Theodosia Burr was, as has been said of the daughter of another eminent statesman with whom Aaron Burr was closely identified, "the soul of her father's soul." If we would know the better part of a man who was one of the most remarkable characters of his age, we must know Theodosia, through whom, perhaps, his name, which all the subtlety of his soul was bent on immortalizing, may live to a better fame in the centuries to come than has attended it through the years of that in which he lived. Under the inspiration of her presence both her father and husband rose to lofty pinnacles in the political arena of their country. Her father on the eve of her marriage stood at the very portals of the Chief Magistracy. In less than ten years of political life he had so progressed that the election of 1800 resulted in a tie vote for the Presidency between Aaron Burr and Thomas Jefferson.

In 1801, while the festivities attending Theodosia's marriage at Albany were at their height, the House of Representatives at Washington entered upon that long session of seven days which terminated in declaring Thomas Jefferson President of the United States and Aaron Burr Vice-President.

From the moment Theodosia linked her life with another's, and thus in a measure ceased to be part of his, the retrogressive period of Aaron Burr's life began.

To her husband she carried that same inspiring influence which she had wielded over her father. She gave an impetus to his luxuriant and aimless existence, and at the time of the tragedy which ended her twenty-nine years of life he was occupying the gubernatorial chair of his State. Her life was closely allied not only with the private interests, but with the political ambitions of both. Her father rarely dined, either among friends or strangers, that her health was not drunk. He made her known to everybody, and during his travels in Europe so interested Jeremy Bentham and other writers in her that they sent her sets of their books.
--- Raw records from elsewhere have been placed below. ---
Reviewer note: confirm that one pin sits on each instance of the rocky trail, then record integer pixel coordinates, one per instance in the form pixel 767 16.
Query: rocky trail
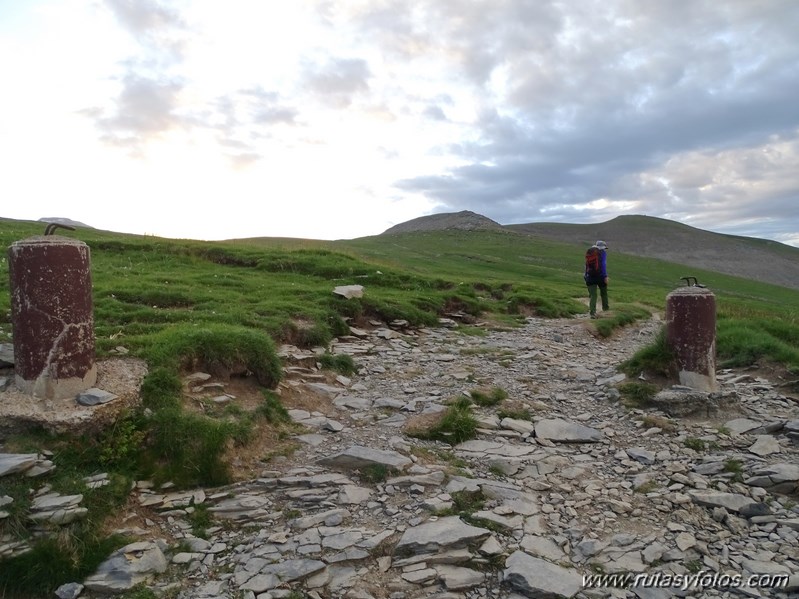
pixel 688 507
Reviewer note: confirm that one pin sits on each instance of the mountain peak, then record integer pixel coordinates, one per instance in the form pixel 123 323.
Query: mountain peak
pixel 465 220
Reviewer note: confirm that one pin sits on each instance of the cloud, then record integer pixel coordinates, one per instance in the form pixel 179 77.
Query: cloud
pixel 152 24
pixel 144 109
pixel 604 101
pixel 338 80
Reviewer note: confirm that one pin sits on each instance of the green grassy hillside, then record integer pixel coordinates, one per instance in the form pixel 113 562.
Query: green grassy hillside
pixel 182 304
pixel 146 285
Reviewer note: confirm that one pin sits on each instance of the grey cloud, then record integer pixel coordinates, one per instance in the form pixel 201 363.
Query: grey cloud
pixel 337 81
pixel 143 16
pixel 144 109
pixel 155 26
pixel 598 96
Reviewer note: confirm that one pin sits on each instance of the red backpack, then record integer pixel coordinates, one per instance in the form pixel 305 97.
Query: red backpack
pixel 593 266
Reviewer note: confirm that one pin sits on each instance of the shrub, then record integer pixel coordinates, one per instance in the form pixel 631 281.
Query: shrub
pixel 488 397
pixel 656 358
pixel 222 350
pixel 456 424
pixel 341 363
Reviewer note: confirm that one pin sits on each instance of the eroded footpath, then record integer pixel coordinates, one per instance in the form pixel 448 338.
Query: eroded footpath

At a time when woman was regarded rather as the companion of a man's heart than as his intellectual mate, "the soft green of the soul on which we rest our eyes that are fatigued with beholding more glaring objects," Theodosia Burr's mental faculties were so developed and trained as to fit her for the most complete and sympathetic union with father, husband, and son.

It is but a negative tribute to say that she was by far the best-educated woman of her time and country. In the beauty of her mind and person she realized her father's ideal of a perfect woman, and amply satisfied his pride and vanity. On the eve of his duel with Hamilton he wrote to her, "I am indebted to you, my dearest Theodosia, for a very great portion of the happiness which I have enjoyed in this life. You have completely satisfied all that my heart and affections had hoped for or ever wished."